It’s June 13, only a week and a day away from the club’s first big show since Coleman has revamped the place, as Eddie Shaw and the Wolfgang are set to play on June 21. A blues jam, which he held at the end of May to test the waters, attracted 576 people, a record for an indoor show. Shaw will play at the outdoor stage and Coleman’s expecting ? or hoping for? somewhere around 1,000 in attendance.

But, today he’s not really concerned or nervous about the upcoming concert. Something that stuck with me during our first conversation was him saying that after his father died he starting digging into The Farm’s past, learning the “real history” of the place. 

What he discovered had nothing to do with music. It was something else, entirely different and kind of unexpected: the assortment of family-friendly activities that the Farm once provided. While he says “people normally recognize it for blues, booze and racing,” Frank and Sara Hines once held baseball games, skating, mini bike races and an various other things that kids could participate in or enjoy. 

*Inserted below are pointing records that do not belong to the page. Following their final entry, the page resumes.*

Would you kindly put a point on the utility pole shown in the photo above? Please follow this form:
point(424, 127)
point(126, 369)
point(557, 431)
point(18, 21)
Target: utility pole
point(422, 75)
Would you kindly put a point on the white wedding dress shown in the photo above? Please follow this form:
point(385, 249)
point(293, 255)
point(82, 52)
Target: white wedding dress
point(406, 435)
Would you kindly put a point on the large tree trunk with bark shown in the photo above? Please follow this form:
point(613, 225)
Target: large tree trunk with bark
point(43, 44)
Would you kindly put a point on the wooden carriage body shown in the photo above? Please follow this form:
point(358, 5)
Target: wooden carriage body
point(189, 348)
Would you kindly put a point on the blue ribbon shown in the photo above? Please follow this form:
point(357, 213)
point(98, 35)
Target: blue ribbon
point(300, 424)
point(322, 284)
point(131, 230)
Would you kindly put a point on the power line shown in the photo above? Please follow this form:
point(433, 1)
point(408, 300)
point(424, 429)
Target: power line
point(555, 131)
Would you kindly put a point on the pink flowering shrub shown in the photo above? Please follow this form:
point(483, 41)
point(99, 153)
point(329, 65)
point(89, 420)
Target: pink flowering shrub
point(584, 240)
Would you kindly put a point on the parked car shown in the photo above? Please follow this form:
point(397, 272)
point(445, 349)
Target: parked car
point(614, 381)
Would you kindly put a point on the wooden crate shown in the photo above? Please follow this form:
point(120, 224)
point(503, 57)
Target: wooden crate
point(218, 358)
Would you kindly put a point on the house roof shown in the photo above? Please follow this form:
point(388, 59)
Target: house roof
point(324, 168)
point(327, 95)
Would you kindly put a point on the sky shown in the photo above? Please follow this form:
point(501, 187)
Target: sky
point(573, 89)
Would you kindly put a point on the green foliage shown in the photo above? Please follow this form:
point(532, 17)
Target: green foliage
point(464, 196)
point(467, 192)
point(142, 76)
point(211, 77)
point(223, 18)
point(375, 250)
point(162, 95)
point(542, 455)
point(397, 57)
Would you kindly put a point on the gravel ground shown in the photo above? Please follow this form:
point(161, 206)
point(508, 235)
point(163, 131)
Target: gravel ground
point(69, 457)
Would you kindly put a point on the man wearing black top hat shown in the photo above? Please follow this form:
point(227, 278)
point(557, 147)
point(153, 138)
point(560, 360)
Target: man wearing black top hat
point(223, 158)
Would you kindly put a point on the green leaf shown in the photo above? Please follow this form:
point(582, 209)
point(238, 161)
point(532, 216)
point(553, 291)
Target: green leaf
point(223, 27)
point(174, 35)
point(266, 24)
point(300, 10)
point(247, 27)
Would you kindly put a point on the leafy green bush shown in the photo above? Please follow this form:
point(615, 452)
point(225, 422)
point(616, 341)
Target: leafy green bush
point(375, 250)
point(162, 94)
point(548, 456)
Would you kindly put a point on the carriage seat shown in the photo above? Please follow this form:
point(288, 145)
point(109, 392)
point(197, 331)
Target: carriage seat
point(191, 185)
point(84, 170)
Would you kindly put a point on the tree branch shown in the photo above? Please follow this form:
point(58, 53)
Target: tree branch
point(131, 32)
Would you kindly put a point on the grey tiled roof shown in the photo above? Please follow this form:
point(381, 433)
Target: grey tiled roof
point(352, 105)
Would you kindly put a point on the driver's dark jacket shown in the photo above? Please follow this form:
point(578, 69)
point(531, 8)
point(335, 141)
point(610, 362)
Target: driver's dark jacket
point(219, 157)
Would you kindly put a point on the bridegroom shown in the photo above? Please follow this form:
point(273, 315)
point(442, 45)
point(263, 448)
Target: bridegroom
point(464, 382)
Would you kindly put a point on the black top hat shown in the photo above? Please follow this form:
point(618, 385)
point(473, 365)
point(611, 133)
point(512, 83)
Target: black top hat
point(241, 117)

“That was one of the things that was important then, that we are trying to carry on now,” Coleman says.

His goal is to provide a place where parents can bring their kids to play sports and socialize. Nothing is set in stone, but he anticipates that it will be a $1 per person, per day to come out to the Farm’s recreation area. 

Shorty after, we walked over to the juke joint, which looks incredible for a small wooden open-air venue that was built in 1950. And although it’s been repainted and repaired, the juke joint somehow only requires minimal upkeep. There’s a rugged and rustic aspect of it, which radiates its historical significance, but despite terrible winters, the thing still stands with the sort of pride that only a competent owner can maintain. Standing inside Coleman said something about the juke joint that could easily apply to the entire Farm, something that really does make the place feel like a trip back in time:

“A lot of it is as original as it was in the beginning.”